At the age of just 25, Randy McLaren has styled himself as a “Kriativ Aktivis”, a persona meant to encourage social change and empower young people. McLaren has already brought his passionate dub poetry performances all over Jamaica and is branching out internationally, from Zimbabwe to the U.K.
“I view my creative talents as a way of activism, a creative way of empowering, inspiring, educating, motivating,” he says of his rapid, lyrical and dramatic delivery style. “Young people don’t have the greatest attention span.”
So McLaren, who graduated from the University of the West Indies with a degree in sociology, reads all the time, mostly current affairs. He is most passionate about rectifying what he calls “reverse urbanization” or rural neglect, which he explains as the phenomenon of people migrating from the country to Kingston and back to the country again. “A lot of people are going back home and taking their inner city values. It’s almost as if the rural communities are being turned into ghettos,” he says.
McLaren grew up in the tiny rural community of Gardenfield in the parish of St. Thomas, where it took an hour to walk to school every day. He has three brothers and a sister, and as the middle child, assumed a busy life, becoming involved in academics and track and field, cricket and football. The best day, he remembers, was the day he came third in the spelling bee and then scored two goals for his football team to take the win.
However, the family struggled to support McLaren and his brothers and sister. “Things were always rough, challenging financially.”
So the community stepped in, recognizing McLaren’s talents. As a result, the concept of community and family were engrained in McLaren at an early age. “The concept of family was not just biological, and the concept of mentorship started to form.”
McLaren excelled academically and was the only boy in his rural community to qualify to attend a city school, which is a big deal. He was accepted at Excelsior College, where he was exposed to Youth Opportunities Unlimited, which was running peer counselling programs in the school. YOU is the largest mentoring agency in the region, having been founded in 1991.
It has since touched the lives of tens of thousands of youth and by extension, their communities. Thanks to YOU, which provides a range of programming, from parenting courses to employability and social skills training to peer counseling, McLaren was able to develop the ability to listen to his peers.

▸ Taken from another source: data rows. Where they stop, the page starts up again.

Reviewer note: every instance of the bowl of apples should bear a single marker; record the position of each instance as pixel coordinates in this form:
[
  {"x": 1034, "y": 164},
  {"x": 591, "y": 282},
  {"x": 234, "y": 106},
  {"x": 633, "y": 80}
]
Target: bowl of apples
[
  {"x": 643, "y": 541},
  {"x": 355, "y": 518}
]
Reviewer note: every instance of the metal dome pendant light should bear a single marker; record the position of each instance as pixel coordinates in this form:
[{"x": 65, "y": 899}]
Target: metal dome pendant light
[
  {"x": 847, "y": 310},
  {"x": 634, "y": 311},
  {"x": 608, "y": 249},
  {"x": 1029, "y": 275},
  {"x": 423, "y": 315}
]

“The program gave me a strong platform to help people, to help others and share with others,” he says of YOU.
“I learned that we can make suggestions, but to this day, I never tell anyone what to do. It always boils down to the individual.”
McLaren is sensitive to the challenges youth face and has found that his peers look up to him and rely on him. As a result, he is always available to them and his phone is always buzzing with someone seeking advice or help.

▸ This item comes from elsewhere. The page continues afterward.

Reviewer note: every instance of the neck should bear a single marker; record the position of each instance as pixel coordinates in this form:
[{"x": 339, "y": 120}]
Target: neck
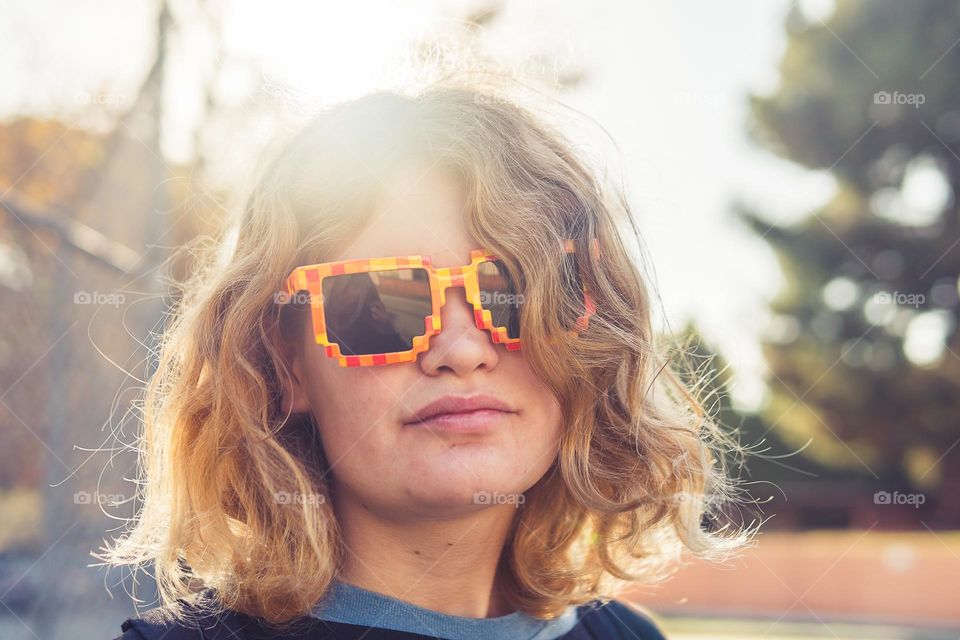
[{"x": 445, "y": 565}]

McLaren will always remain accessible, but he has his sights set on larger goals. He continues to write new dub poetry pieces and recently completed a heart-wrenchingly beautiful piece for Unicef Jamaica on the victims of a horrific fire at the Armadale Correctional Facility. Seven girls were burned to death there, in state care.
“To me, talent must be used for good. The underlying principle is that you present it in a way that people want to take it to the highest level,” he says of inspiring his peers to be socially aware and active.